2-state solution remains best hope for Israel, Palestinians
The dream of Israelis and Palestinians living peacefully in neighboring homelands is on life support, the chances of it surviving as a viable Middle East peace option slowly ebbing away. That doesn’t mean it can’t be saved.
Secretary of State John Kerry attempted some very public CPR in his impassioned address last week, explaining why the Obama administration refused on Dec. 23 to veto a United Nations resolution condemning the proliferation of Israeli settlements that place the two-state solution in jeopardy.
Hard-liners derided the speech as little more than a eulogy for the hope of an independent Palestine, a peace doctrine dating to the birth of Israel seven decades ago. But if Kerry’s goal was to breathe life into that option until Palestinians have a leadership brave enough to embrace both independence and compromise, there are ways to preserve the two-state solution. It could be left to President-elect Donald Trump, the self-styled artist of the deal who called an Israeli-Palestinian peace agreement the “ultimate deal,” to make it happen.

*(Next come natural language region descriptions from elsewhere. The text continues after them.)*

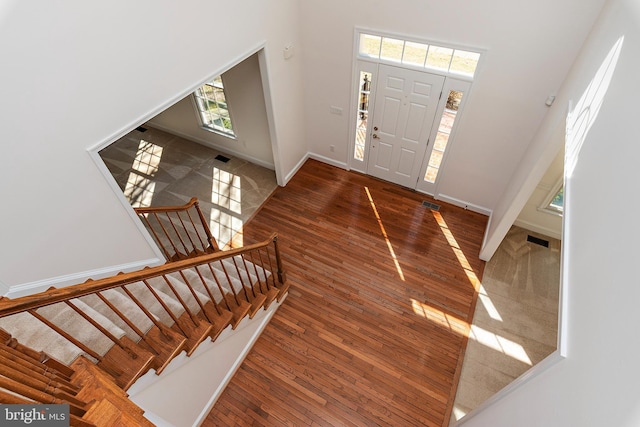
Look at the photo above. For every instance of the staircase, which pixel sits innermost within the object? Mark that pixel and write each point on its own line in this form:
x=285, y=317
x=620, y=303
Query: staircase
x=86, y=345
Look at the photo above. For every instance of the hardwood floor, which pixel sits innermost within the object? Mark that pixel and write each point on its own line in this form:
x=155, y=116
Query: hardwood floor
x=374, y=328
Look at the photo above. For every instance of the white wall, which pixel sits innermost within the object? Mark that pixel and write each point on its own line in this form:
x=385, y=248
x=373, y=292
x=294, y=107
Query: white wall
x=76, y=74
x=530, y=46
x=597, y=383
x=532, y=217
x=245, y=97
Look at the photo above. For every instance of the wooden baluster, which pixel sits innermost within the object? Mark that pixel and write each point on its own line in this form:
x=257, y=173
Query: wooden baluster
x=195, y=295
x=164, y=305
x=204, y=245
x=145, y=218
x=175, y=249
x=186, y=251
x=144, y=310
x=192, y=316
x=205, y=225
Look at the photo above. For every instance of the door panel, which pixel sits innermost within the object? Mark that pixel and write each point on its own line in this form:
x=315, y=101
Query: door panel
x=405, y=106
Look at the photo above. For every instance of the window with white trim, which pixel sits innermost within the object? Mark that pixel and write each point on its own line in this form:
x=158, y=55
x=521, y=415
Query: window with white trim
x=213, y=109
x=429, y=56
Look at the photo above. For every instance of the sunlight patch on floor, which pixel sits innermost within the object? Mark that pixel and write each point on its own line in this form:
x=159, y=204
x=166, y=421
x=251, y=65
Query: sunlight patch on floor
x=140, y=187
x=482, y=336
x=453, y=243
x=225, y=222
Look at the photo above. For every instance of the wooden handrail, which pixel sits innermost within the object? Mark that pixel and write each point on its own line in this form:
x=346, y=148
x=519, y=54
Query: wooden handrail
x=157, y=209
x=174, y=243
x=52, y=296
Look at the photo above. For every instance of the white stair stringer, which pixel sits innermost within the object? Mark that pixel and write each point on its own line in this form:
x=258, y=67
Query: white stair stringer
x=189, y=387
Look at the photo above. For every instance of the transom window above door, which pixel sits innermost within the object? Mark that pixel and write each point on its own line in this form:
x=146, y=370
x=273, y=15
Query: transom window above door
x=429, y=56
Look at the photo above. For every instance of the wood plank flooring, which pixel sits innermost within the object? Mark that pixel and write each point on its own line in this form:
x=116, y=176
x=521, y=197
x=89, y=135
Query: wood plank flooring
x=374, y=328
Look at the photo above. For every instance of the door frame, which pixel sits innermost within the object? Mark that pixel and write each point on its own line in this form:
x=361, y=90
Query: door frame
x=370, y=65
x=434, y=98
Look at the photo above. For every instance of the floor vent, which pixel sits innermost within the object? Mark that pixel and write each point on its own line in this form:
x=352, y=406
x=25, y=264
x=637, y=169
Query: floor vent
x=431, y=206
x=538, y=241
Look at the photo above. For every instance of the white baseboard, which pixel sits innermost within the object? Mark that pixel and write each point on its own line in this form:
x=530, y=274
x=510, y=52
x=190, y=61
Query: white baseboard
x=463, y=204
x=209, y=144
x=296, y=168
x=30, y=288
x=538, y=229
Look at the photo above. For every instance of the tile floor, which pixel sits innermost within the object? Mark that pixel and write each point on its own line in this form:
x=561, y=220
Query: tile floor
x=155, y=168
x=515, y=323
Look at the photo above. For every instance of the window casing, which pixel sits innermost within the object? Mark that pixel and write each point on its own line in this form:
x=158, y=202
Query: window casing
x=213, y=110
x=554, y=202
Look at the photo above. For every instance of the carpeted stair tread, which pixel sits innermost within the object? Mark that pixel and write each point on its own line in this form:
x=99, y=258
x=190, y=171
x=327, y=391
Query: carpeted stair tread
x=149, y=301
x=126, y=306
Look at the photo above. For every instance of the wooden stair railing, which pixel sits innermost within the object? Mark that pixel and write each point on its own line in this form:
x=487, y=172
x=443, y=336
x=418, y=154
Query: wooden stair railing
x=141, y=319
x=180, y=231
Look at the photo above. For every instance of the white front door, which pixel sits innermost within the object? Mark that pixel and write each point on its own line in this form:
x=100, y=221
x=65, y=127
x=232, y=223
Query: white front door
x=405, y=106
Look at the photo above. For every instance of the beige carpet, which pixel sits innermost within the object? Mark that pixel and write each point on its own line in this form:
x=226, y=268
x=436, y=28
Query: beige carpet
x=515, y=323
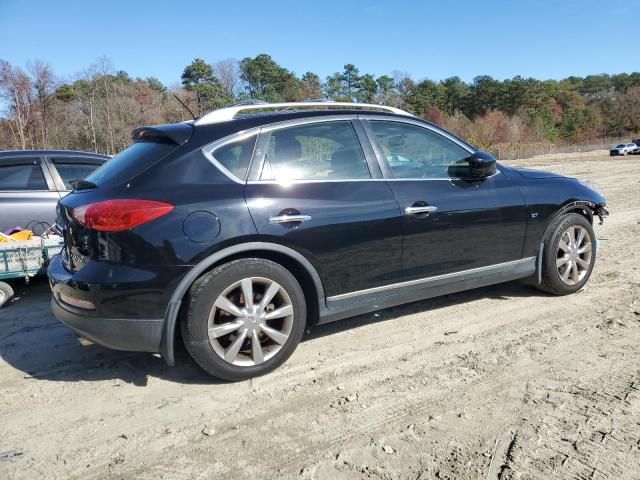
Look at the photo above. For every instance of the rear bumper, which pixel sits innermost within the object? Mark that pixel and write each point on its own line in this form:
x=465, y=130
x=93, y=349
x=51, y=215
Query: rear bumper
x=136, y=335
x=129, y=304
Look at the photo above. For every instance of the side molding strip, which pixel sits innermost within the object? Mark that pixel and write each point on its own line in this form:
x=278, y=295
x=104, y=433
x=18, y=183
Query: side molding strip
x=438, y=279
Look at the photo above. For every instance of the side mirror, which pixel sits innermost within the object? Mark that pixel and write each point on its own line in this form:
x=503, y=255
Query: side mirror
x=482, y=164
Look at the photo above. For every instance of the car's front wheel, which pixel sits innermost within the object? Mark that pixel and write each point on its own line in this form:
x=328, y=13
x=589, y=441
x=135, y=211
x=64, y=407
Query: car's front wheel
x=244, y=318
x=569, y=255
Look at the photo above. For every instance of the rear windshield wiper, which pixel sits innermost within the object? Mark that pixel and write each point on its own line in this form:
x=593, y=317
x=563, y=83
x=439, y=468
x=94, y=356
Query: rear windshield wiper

Kerry’s speech was an excellent primer for why the only other option — a one-state solution — is a recipe for endless misery. Israel would carve what it wants from the West Bank and perpetually occupy or isolate the remain- der and Gaza. Palestinians in the annexed territory would either have to be granted Israeli citizenship — adding their embittered population to a growing Arab-Israeli society that would someday outnumber and outvote their Jewish counterparts — or be relegated to second-class citizenship.

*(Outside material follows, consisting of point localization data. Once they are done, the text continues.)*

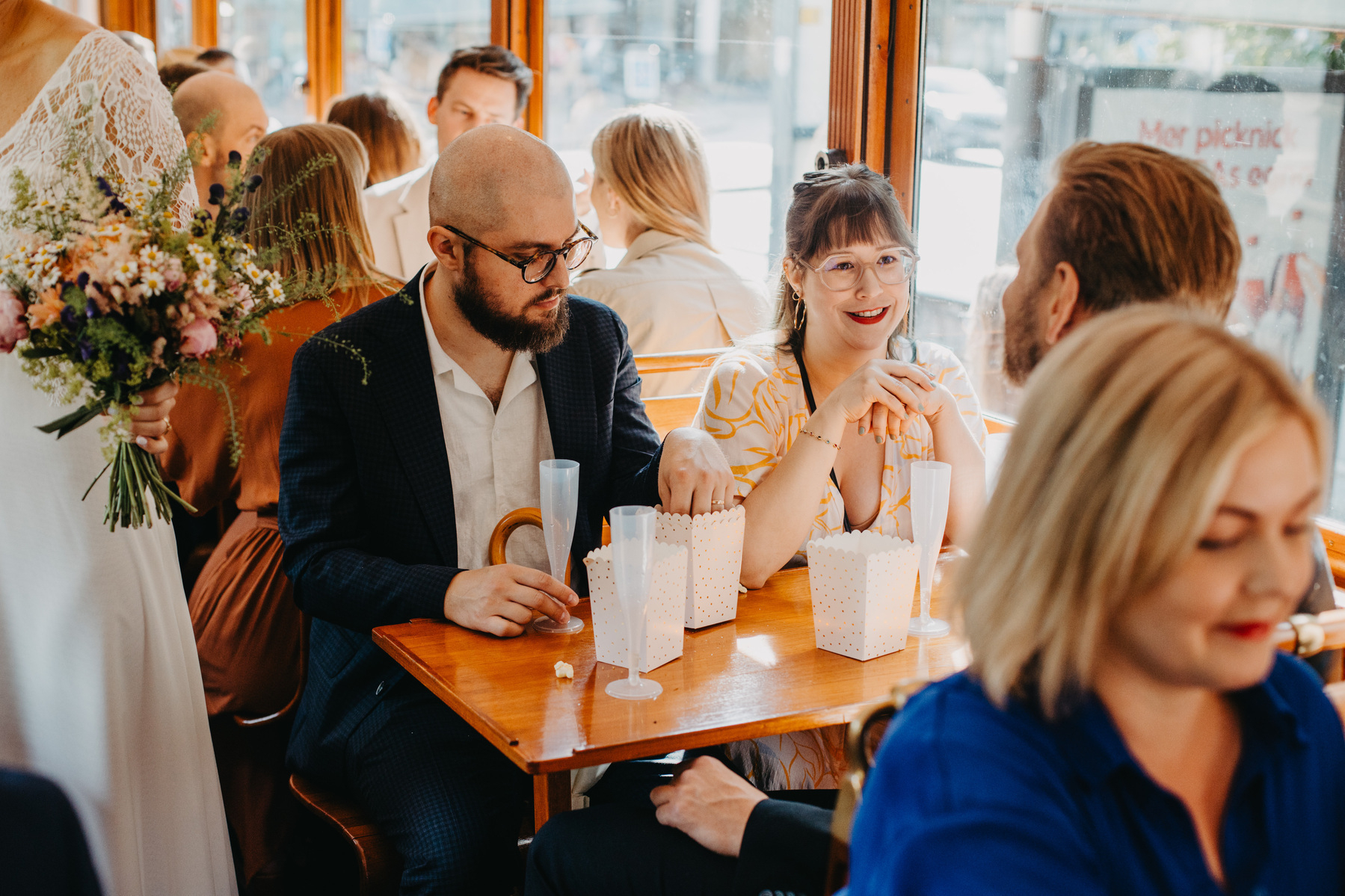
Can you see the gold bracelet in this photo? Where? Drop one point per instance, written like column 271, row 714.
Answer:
column 825, row 442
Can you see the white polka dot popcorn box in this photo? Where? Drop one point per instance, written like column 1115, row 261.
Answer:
column 715, row 546
column 663, row 631
column 863, row 586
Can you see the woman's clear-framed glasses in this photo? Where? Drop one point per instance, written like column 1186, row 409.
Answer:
column 843, row 269
column 541, row 264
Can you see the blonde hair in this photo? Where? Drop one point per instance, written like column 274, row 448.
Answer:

“If the choice is one state, Israel can either be Jewish or democratic — it cannot be both — and it won’t ever really be at peace,” Kerry warned about a solution that is growing ever more popular within Prime Minister Benjamin Netanyahu’s Cabinet.

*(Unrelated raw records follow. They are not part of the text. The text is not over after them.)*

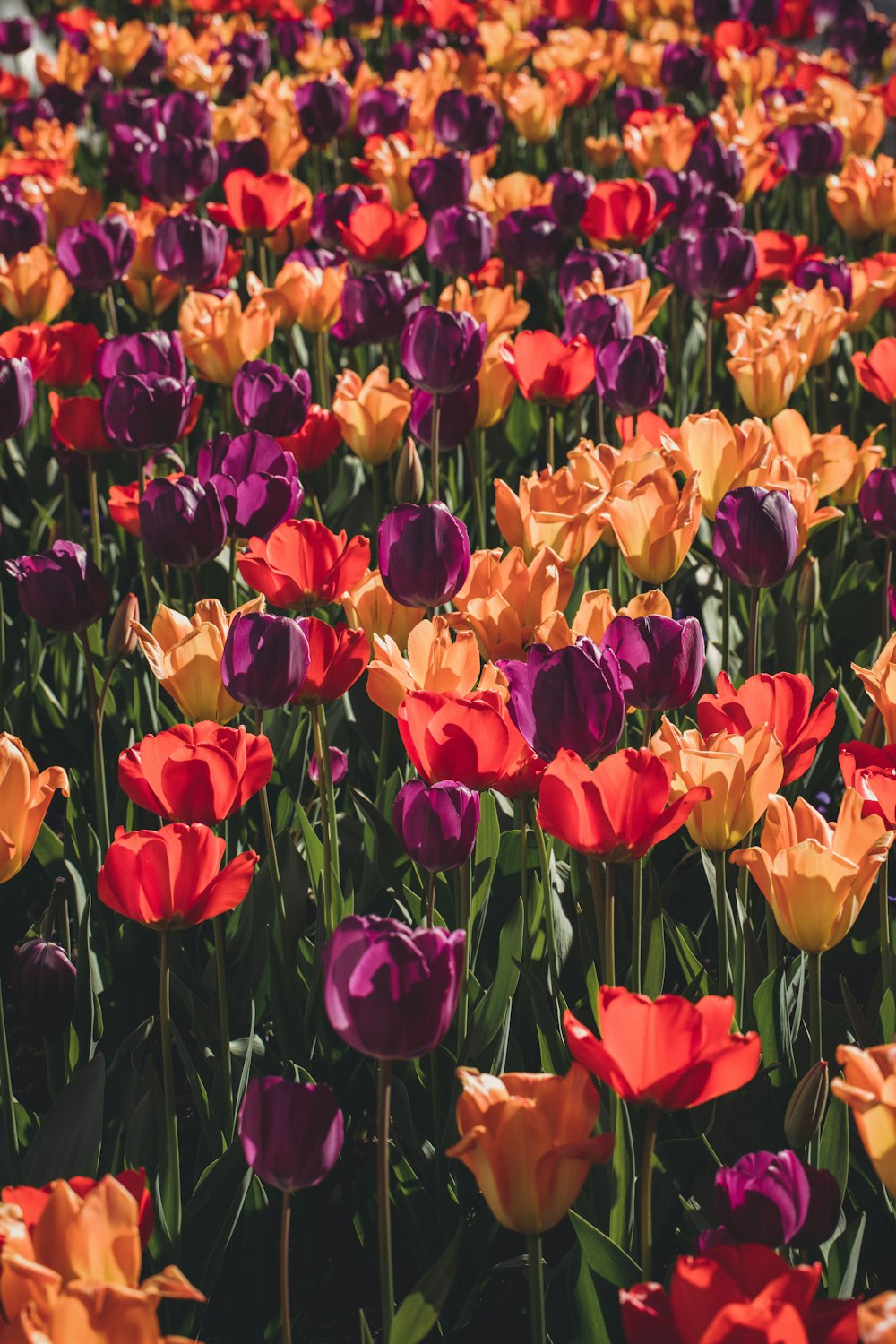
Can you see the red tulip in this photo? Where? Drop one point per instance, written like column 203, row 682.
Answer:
column 199, row 771
column 665, row 1051
column 783, row 702
column 616, row 811
column 172, row 878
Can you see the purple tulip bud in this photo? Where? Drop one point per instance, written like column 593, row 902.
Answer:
column 61, row 589
column 567, row 698
column 190, row 250
column 425, row 554
column 437, row 824
column 443, row 351
column 440, row 182
column 255, row 480
column 16, row 395
column 458, row 239
column 661, row 660
column 466, row 121
column 457, row 416
column 183, row 521
column 265, row 660
column 630, row 375
column 392, row 991
column 756, row 535
column 97, row 253
column 144, row 411
column 268, row 400
column 43, row 986
column 324, row 108
column 292, row 1133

There have been more than 2,000 Palestinian terror attacks on Israelis in the past year — stabbings, shootings and bomb- ings. These actions block a pathway to peace.
At the same time, the solution at the end of that pathway is being destroyed by ever expanding Jewish settlements in the West Bank and East Jerusalem, now home to half a million settlers.
For the past 17 years, three successive American administrations have tried and failed to achieve a grand-slam Middle East agreement. Preserving the two-state solution for a fourth effort might mean, for now, more modest goals, such as a U.S.-Israeli agreement to limit, if not end, new settlement construction.
There’s an avenue for this. Palestinians have acknowledged that a peace agreement requires small land swaps: chunks of the West Bank given to Israel in exchange for similar pieces of Israel. All but about 90,000 Jewish settlers live in about 5% of the West Bank that includes portions of East Jerusalem.
Israel’s defense minister, Avigdor Liberman, suggested that Israel could freeze construction outside those blocs if the U.S. would agree to construction within the blocs. Should an accord one day be reached, settlers living in outposts outside those blocs would most likely have to move to Israeli territory.
This isn’t a perfect idea. It isn’t even a solution. But it could save a solution.